Raumheizgeräte sind vergleichsweise günstig

Raumheizgeräte geben Wärme nur über ihren Körper ab. Dabei geht ein großer Teil der Verbrennungsenergie in Form von Strahlung an den Aufstellraum. Wie die Sonne erwärmt sie hier nur feste Körper, was viele Menschen als sehr behaglich empfinden. Geht es um die Preise für den Pelletofen, sind Raumheiz- oder Warmluftgeräte vergleichsweise günstig. So gibt es Geräte mit kleiner Leistung bereits für 700 bis etwa 2.000 Euro.

Höhere Preise für den Pelletofen mit Heizungsunterstützung

Teurer sind dagegen Pelletöfen mit Heizungsunterstützung. Diese Geräte sind mit einem zusätzlichen Wärmeübertrager ausgestattet, der einen Teil der Verbrennungsenergie direkt an das Heizsystem überträgt. Die dezentrale Pelletheizung erwärmt dabei neben dem Aufstellraum auch einen Pufferspeicher, über den die Energie je nach Bedarf an Raumheizung oder Warmwasserbereitung geht. Geräte mit mittlerer Leistung gibt es heute bereits für 3.000 bis 4.000 Euro.

Einflussgrößen auf die Preise für den Pelletofen

Anders als bei einer zentralen Holzheizung, können die Kosten der Pelletöfen heute sehr unterschiedlich sein. Grund dafür sind viele Einflussfaktoren, wie die:

  • Leistung der Heizgeräte
  • Qualität der Verarbeitung
  • Regelbarkeit der automatischen Holzöfen
  • Digitalisierung der Ofentechnik

Eine zuverlässige Aussage über die Preise für den Pelletofen bekommen Verbraucher von einem Installateur. Dieser hilft dabei, das richtige Gerät zu wählen und baut es anschließend fachgerecht ein.

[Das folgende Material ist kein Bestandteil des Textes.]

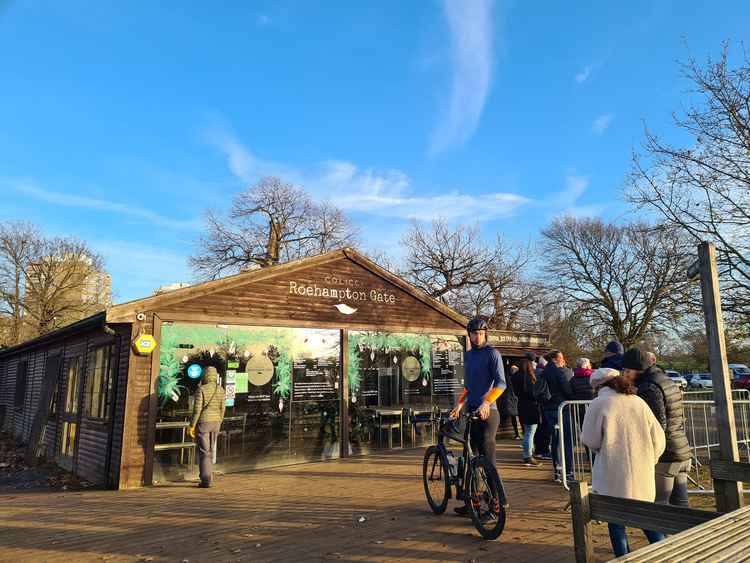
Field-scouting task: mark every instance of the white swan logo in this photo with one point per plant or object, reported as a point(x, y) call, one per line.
point(345, 309)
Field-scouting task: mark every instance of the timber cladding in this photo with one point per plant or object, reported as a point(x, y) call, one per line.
point(335, 294)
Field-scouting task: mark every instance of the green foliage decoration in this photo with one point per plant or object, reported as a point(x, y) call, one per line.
point(420, 345)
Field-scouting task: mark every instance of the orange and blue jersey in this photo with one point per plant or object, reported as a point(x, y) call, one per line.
point(484, 377)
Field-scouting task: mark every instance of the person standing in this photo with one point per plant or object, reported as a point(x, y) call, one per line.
point(528, 389)
point(664, 398)
point(581, 381)
point(484, 379)
point(557, 376)
point(509, 406)
point(628, 440)
point(208, 414)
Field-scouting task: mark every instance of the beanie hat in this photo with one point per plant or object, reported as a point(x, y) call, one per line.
point(614, 347)
point(602, 375)
point(634, 359)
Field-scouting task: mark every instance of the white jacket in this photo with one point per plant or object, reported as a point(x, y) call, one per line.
point(628, 441)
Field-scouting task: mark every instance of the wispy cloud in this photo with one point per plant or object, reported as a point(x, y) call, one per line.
point(602, 123)
point(389, 193)
point(385, 193)
point(471, 30)
point(157, 266)
point(583, 76)
point(568, 200)
point(31, 190)
point(241, 161)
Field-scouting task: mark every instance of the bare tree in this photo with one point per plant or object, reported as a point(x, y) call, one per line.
point(457, 266)
point(46, 283)
point(625, 280)
point(65, 282)
point(704, 189)
point(269, 223)
point(18, 243)
point(441, 260)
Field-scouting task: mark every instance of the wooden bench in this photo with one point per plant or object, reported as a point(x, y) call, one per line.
point(663, 518)
point(182, 446)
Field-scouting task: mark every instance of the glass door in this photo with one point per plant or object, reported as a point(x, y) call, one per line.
point(69, 416)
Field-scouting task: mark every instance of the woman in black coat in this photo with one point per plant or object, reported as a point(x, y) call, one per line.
point(509, 405)
point(529, 391)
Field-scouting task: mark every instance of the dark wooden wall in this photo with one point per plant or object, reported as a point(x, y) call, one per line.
point(98, 442)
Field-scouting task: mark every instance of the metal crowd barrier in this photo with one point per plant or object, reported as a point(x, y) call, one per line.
point(737, 395)
point(700, 427)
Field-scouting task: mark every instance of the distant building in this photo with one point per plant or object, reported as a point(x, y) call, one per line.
point(61, 290)
point(170, 287)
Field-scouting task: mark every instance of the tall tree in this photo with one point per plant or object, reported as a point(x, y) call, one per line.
point(46, 282)
point(65, 282)
point(625, 280)
point(477, 278)
point(19, 242)
point(704, 188)
point(269, 223)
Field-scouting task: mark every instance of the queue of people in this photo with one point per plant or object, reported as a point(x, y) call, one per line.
point(633, 426)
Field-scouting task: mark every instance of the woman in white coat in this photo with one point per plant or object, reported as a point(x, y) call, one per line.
point(628, 441)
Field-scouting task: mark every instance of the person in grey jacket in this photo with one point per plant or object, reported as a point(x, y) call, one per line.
point(557, 375)
point(664, 398)
point(208, 414)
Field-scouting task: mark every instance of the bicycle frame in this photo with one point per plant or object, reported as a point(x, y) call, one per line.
point(461, 478)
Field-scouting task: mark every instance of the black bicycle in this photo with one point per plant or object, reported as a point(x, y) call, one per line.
point(476, 481)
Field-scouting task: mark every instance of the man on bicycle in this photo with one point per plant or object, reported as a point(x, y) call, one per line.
point(484, 382)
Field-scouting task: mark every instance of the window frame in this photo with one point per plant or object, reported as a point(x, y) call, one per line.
point(98, 397)
point(19, 399)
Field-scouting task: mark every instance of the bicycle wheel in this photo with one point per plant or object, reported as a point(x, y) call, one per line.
point(487, 499)
point(436, 479)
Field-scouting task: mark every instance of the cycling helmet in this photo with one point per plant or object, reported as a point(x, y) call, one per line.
point(476, 324)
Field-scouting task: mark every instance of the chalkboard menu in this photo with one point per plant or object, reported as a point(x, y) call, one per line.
point(315, 379)
point(447, 372)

Hohe Leistung verursacht höhere Preise für den Pelletofen

Eine bedeutende Einflussgröße auf den Pelletofenpreis ist die Leistung. Je mehr Wärme ein Ofen bringt, umso teurer ist er in der Regel auch. Und zwar unabhängig von der Art der Technik. Sind Verbraucher auf der Suche nach einem einfachen Gerät, das für eine gemütliche Stimmung im Wohnzimmer sorgen soll, genügt dabei schon ein Pelletheizgerät mit kleiner Leistung. Soll die Anlage in der Übergangszeit die Heizung ersetzen, muss die Leistung entsprechend höher ausfallen.

Qualität der Verarbeitung ist preisentscheidend

Eine weitere Einflussgröße auf die Preise für den Pelletofen ist die Qualität der Verarbeitung. Während einfache Geräte gerade einmal die Mindestanforderungen an Materialien und Verarbeitung erfüllen, bestechen teure oft durch eine hochwertige Bauweise. Sie lassen sich problemfrei bedienen und sorgen auch optisch für das gewisse Etwas im eigenen Zuhause.

Hochwertige Regelung verursacht höhere Preise für den Pelletofen

Auch die Regelbarkeit der Heizgeräte wirkt sich auf die Preise für den Pelletofen aus. Dabei bieten vor allem hochwertige Geräte einen breiten Funktionsumfang, wie einen zeit- und temperaturabhängigen Betrieb oder ein Programm zur Nachtabsenkung. Ähnlich verhält es sich auch mit dem Grad der Digitalisierung. Lässt sich der Ofen über Smartphone, Tablet oder PC steuern, sind die Kosten der Technik dabei in der Regel höher.

Fördermittel senken die Preise für den Pelletofen

Entscheiden sich Hausbesitzer für einen Ofen zur Heizungsunterstützung mit einer Leistung von mindesten fünf Kilowatt, profitieren sie von hohen staatlichen Zuschüssen. So bekommen sie über das Bundesamt für Wirtschaft und Ausfuhrkontrolle (BAFA) mindestens 2.000 Euro erstattet. Ist das Heizgerät mit einer Einrichtung zur Partikelabscheidung ausgestattet, gibt es die Mittel sogar im Neubau. Im Altbau steigt der Förderbetrag dabei auf mindestens 3.000 Euro. Wichtig zu wissen ist, dass die Gelder ab dem 01. Januar 2018 noch vor Beginn der Arbeiten oder vor dem Vertragsabschluss mit dem Installateur bei dem BAFA zu beantragen sind. Die verwendeten Heizgeräte müssen außerdem vom Bundesamt zugelassen sein.

Heizung.de Autor Alexander Rosenkranz

Fazit von Alexander Rosenkranz

Die Preise für den Pelletofen können heute sehr unterschiedlich ausfallen. Während das einerseits von der Art der Technik abhängt, wirken sich andererseits auch Faktoren wie die Verarbeitung, die Regelbarkeit oder die Leistung auf die Kosten aus. Unterstützen die Geräte auch die Heizung, profitieren Verbraucher von hohen staatlichen Fördermitteln.